The naming is often done at the request of an immigrant community with a significant presence in the area. That’s how the Jinnah ways and Iqbal Avenue were renamed. Both are situated in neighborhoods that are now known as ‘mini-Pakistan’ because of a large concentration of Pakistanis.
Adrienne Adams, speaker of the New York City Council, said at the renaming ceremony that they named the street after Iqbal because “he is hailed as one of the defining poets, scholars, and leaders of his time”.
Pakistan’s US ambassador Masood Khan, after a visit to the street this week, said that “renaming a street after Allama Iqbal recognises Pakistan’s rich cultural heritage whilst allowing Pakistani American to honour one of the most significant leaders of their country”.
The first thing that a visitor to the area — where the newly renamed streets are — notices is its diversity. Richmond Hill is a commercial and residential neighborhood in the southeastern section of New York’s borough of Queens, which is known as Little Punjab due to its large Punjabi American population. It is home to a density of churches, mosques, synagogues and temples, reflecting the faiths of its residents.

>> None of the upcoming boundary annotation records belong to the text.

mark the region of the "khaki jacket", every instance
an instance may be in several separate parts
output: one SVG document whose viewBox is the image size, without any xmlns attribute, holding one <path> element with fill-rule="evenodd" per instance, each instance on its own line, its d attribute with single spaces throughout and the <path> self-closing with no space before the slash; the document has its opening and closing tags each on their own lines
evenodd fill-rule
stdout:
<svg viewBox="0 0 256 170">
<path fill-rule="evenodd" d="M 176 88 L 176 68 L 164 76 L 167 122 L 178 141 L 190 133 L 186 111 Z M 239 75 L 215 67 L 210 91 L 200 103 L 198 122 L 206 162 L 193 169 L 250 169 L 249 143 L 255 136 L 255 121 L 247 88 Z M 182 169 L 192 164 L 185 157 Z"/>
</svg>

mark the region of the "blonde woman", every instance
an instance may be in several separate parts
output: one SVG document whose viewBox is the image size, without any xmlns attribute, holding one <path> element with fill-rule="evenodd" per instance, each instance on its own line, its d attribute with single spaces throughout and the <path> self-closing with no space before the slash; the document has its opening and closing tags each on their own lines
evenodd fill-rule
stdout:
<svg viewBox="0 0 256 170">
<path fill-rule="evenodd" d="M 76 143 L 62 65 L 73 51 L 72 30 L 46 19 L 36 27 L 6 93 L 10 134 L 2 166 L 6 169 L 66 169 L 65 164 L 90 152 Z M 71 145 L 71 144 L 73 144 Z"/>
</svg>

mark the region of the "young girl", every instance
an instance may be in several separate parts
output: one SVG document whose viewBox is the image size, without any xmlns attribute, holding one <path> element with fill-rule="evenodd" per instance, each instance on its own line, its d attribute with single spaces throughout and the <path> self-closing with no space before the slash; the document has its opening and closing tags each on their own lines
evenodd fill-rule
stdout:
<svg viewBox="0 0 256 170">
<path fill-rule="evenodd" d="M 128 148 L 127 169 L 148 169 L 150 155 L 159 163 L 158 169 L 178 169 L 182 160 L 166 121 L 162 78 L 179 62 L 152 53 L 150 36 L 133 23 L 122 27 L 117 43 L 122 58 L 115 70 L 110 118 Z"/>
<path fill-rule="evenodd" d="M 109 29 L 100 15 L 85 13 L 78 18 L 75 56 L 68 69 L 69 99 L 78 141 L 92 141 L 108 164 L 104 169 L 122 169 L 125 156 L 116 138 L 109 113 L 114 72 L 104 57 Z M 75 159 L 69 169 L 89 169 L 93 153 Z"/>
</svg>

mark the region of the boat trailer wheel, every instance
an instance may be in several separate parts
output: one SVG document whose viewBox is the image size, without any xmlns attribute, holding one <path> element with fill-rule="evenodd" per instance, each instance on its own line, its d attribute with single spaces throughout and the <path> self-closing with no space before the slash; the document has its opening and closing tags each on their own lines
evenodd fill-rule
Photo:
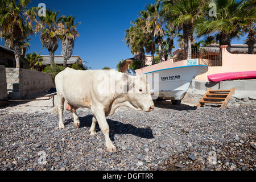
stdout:
<svg viewBox="0 0 256 182">
<path fill-rule="evenodd" d="M 181 100 L 172 100 L 172 104 L 173 105 L 179 105 L 181 103 Z"/>
</svg>

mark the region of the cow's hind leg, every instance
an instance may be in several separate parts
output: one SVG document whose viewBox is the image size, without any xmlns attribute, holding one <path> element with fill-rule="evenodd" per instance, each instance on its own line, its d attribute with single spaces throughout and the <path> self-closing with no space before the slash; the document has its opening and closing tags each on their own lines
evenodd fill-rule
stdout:
<svg viewBox="0 0 256 182">
<path fill-rule="evenodd" d="M 94 136 L 96 134 L 96 131 L 95 130 L 95 127 L 97 123 L 97 119 L 95 116 L 93 115 L 93 119 L 92 119 L 92 126 L 90 126 L 90 135 Z"/>
<path fill-rule="evenodd" d="M 107 151 L 109 152 L 117 151 L 117 148 L 115 148 L 109 138 L 109 126 L 106 121 L 104 111 L 100 109 L 92 109 L 92 110 L 98 121 L 98 125 L 100 126 L 101 131 L 104 134 Z"/>
<path fill-rule="evenodd" d="M 65 126 L 63 123 L 63 114 L 64 109 L 64 103 L 65 102 L 65 99 L 61 97 L 58 97 L 58 111 L 59 117 L 60 117 L 60 120 L 59 121 L 59 128 L 64 129 Z"/>
<path fill-rule="evenodd" d="M 79 121 L 79 118 L 77 116 L 77 114 L 76 113 L 76 110 L 78 109 L 78 107 L 74 107 L 71 110 L 71 112 L 72 113 L 73 117 L 74 117 L 74 126 L 77 127 L 79 127 L 79 126 L 80 125 L 80 122 Z"/>
</svg>

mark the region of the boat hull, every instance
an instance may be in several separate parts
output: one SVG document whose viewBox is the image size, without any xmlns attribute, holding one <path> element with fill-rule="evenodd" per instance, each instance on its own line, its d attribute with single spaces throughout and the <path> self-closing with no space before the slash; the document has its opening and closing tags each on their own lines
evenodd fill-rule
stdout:
<svg viewBox="0 0 256 182">
<path fill-rule="evenodd" d="M 221 73 L 208 75 L 208 80 L 218 82 L 228 80 L 248 79 L 256 78 L 256 71 Z"/>
<path fill-rule="evenodd" d="M 146 73 L 153 100 L 157 98 L 181 100 L 186 94 L 193 78 L 206 73 L 208 67 L 203 65 L 170 68 Z"/>
</svg>

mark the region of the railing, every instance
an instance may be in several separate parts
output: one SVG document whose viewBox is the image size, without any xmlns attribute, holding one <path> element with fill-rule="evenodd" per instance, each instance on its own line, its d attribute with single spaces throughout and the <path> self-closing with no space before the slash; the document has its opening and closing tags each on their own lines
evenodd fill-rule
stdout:
<svg viewBox="0 0 256 182">
<path fill-rule="evenodd" d="M 222 61 L 220 59 L 218 49 L 209 49 L 204 48 L 192 48 L 190 53 L 184 52 L 184 49 L 174 57 L 174 63 L 186 59 L 199 59 L 199 64 L 206 65 L 208 67 L 222 66 Z"/>
<path fill-rule="evenodd" d="M 218 49 L 199 49 L 199 64 L 208 67 L 221 67 L 222 61 Z"/>
</svg>

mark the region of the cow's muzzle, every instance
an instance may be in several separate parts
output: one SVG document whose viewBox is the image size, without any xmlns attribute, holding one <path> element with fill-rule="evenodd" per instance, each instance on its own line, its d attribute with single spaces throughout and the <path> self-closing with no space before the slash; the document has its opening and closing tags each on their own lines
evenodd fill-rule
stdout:
<svg viewBox="0 0 256 182">
<path fill-rule="evenodd" d="M 145 111 L 146 111 L 146 112 L 150 112 L 151 111 L 153 110 L 154 109 L 155 109 L 155 106 L 154 105 L 153 106 L 151 106 L 148 108 L 148 109 L 147 110 L 145 110 Z"/>
</svg>

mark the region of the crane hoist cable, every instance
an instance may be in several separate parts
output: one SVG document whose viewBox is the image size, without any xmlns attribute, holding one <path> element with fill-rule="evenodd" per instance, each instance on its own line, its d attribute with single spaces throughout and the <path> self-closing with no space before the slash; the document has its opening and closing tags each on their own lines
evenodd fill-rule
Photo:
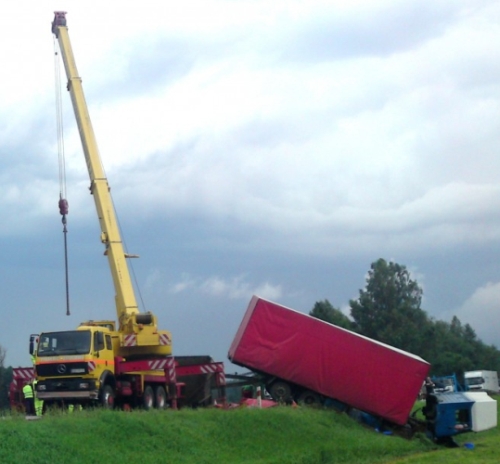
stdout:
<svg viewBox="0 0 500 464">
<path fill-rule="evenodd" d="M 62 96 L 61 96 L 61 68 L 59 59 L 59 49 L 57 41 L 54 40 L 54 74 L 56 92 L 56 121 L 57 121 L 57 154 L 59 160 L 59 213 L 62 216 L 63 236 L 64 236 L 64 275 L 66 287 L 66 316 L 70 315 L 69 310 L 69 272 L 68 272 L 68 228 L 67 218 L 69 213 L 68 200 L 66 199 L 66 162 L 64 156 L 64 130 L 62 116 Z"/>
</svg>

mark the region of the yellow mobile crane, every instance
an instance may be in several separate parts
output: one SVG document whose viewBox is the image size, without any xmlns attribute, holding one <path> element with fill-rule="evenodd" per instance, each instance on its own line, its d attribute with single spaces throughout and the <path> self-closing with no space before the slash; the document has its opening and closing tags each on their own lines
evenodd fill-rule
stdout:
<svg viewBox="0 0 500 464">
<path fill-rule="evenodd" d="M 171 335 L 158 330 L 151 312 L 139 312 L 118 228 L 108 181 L 102 168 L 92 123 L 66 25 L 66 12 L 52 22 L 68 78 L 67 89 L 80 132 L 90 177 L 101 241 L 113 284 L 118 328 L 114 321 L 86 321 L 76 330 L 43 332 L 30 338 L 38 398 L 46 403 L 116 403 L 163 408 L 170 401 L 206 404 L 213 387 L 224 396 L 224 368 L 209 356 L 172 356 Z M 219 398 L 220 399 L 220 398 Z"/>
</svg>

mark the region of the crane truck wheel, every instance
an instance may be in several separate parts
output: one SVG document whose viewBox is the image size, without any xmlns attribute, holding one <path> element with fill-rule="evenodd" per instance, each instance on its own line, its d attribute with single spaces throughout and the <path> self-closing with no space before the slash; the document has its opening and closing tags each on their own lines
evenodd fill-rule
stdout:
<svg viewBox="0 0 500 464">
<path fill-rule="evenodd" d="M 101 406 L 106 409 L 113 409 L 115 407 L 115 392 L 110 385 L 102 387 L 101 396 L 99 398 Z"/>
<path fill-rule="evenodd" d="M 311 390 L 306 390 L 298 396 L 297 403 L 305 404 L 307 406 L 312 406 L 313 404 L 321 404 L 321 397 Z"/>
<path fill-rule="evenodd" d="M 280 380 L 273 382 L 268 391 L 274 401 L 278 403 L 290 403 L 292 401 L 292 388 L 286 382 Z"/>
<path fill-rule="evenodd" d="M 157 409 L 165 409 L 167 407 L 167 393 L 161 385 L 155 388 L 155 406 Z"/>
<path fill-rule="evenodd" d="M 150 409 L 153 408 L 155 401 L 155 396 L 153 393 L 153 389 L 151 388 L 150 385 L 147 385 L 144 388 L 144 393 L 142 394 L 142 407 L 146 409 L 146 411 L 149 411 Z"/>
</svg>

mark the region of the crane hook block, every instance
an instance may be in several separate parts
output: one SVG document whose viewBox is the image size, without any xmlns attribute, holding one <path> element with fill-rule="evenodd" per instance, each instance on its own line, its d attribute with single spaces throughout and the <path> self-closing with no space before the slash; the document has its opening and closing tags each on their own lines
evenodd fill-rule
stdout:
<svg viewBox="0 0 500 464">
<path fill-rule="evenodd" d="M 68 206 L 68 200 L 66 198 L 61 198 L 59 200 L 59 212 L 61 213 L 61 216 L 66 216 L 69 212 L 69 206 Z"/>
<path fill-rule="evenodd" d="M 54 21 L 52 21 L 52 33 L 57 37 L 57 27 L 66 26 L 66 12 L 54 11 Z"/>
</svg>

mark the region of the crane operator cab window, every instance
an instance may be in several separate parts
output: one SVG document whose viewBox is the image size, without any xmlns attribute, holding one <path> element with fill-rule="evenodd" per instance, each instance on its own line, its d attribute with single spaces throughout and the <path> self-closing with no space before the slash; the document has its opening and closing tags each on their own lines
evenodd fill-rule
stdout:
<svg viewBox="0 0 500 464">
<path fill-rule="evenodd" d="M 94 355 L 107 361 L 114 359 L 111 335 L 100 331 L 94 332 Z"/>
</svg>

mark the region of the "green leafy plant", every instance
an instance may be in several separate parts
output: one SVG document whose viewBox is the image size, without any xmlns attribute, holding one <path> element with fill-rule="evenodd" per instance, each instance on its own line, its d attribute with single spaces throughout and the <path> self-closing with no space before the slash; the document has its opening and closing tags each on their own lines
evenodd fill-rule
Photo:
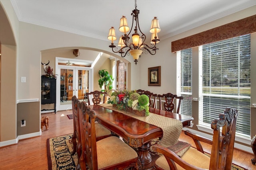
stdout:
<svg viewBox="0 0 256 170">
<path fill-rule="evenodd" d="M 112 75 L 109 74 L 106 69 L 99 70 L 99 75 L 100 75 L 100 79 L 98 82 L 100 87 L 102 88 L 102 86 L 104 86 L 104 90 L 102 90 L 101 91 L 106 92 L 108 95 L 109 90 L 113 88 L 112 84 L 114 78 Z"/>
</svg>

The nearby Jackson Heights neighborhood is the heart of the Desi crowd in New York. There are so many South Asians in this area that it is also called Des in Pardes.
A dhaba, where a small group of Pakistanis were discussing Iqbal’s poetry on the day Ambassador Khan visited the area, is owned by a Pakistani but has a Bhutanese manager. The waiters are from Tibet. Nearby is a 24/7 restaurant, also owned by a Pakistani, where most of the staff hail from Nepal and Bangladesh. And almost all of them are women.
A nearby Bangladeshi restaurant sells Patali Gur (date palm jaggery), also a Bengali winter delicacy, and of course, Ilish maach or Hilsa.
A Buddhist monk walks by, holding a clay pot, as a muezzin gives the call for evening prayers. The aroma of the incense burning in the pot is felt across the street.
“Ours was the first mithai shop in Lahore,” said the manager of a nearby sweet shop. “In 1947, our grandfather moved to Delhi and now we have shops in New Delhi, Mumbai and New York.”
“Patuali, Jamdani, whatever you want,” said Mahmudullah who works at a Bangladeshi Saree shop. “We have the best sarees.”
And there’s no one to challenge his claim as most of the shops that sold Indian Sarees have moved to other locations.
“They have moved up market,” said Mahmudullah. “You will not see many Indians here. They shop in Manhattan now.”
Mahmudullah is right. The languages that most South Asians speak here are Bangladeshi Bangla, with words like monajat (pray) and khairat (charity), and Pakistani Punjabi, which also has more Persian loan words than its Indian sister.
Anshuman Singh, a customer at the Lahori (not its real name) sweet shop said Sikhs had no problem understanding Pakistani Punjabi as they too use many Persian and Arabic words, like Khalsa, Fateh, Arzdas.
“And I have known men named Iqbal Singh but mostly in the pre-partition generation,” he said.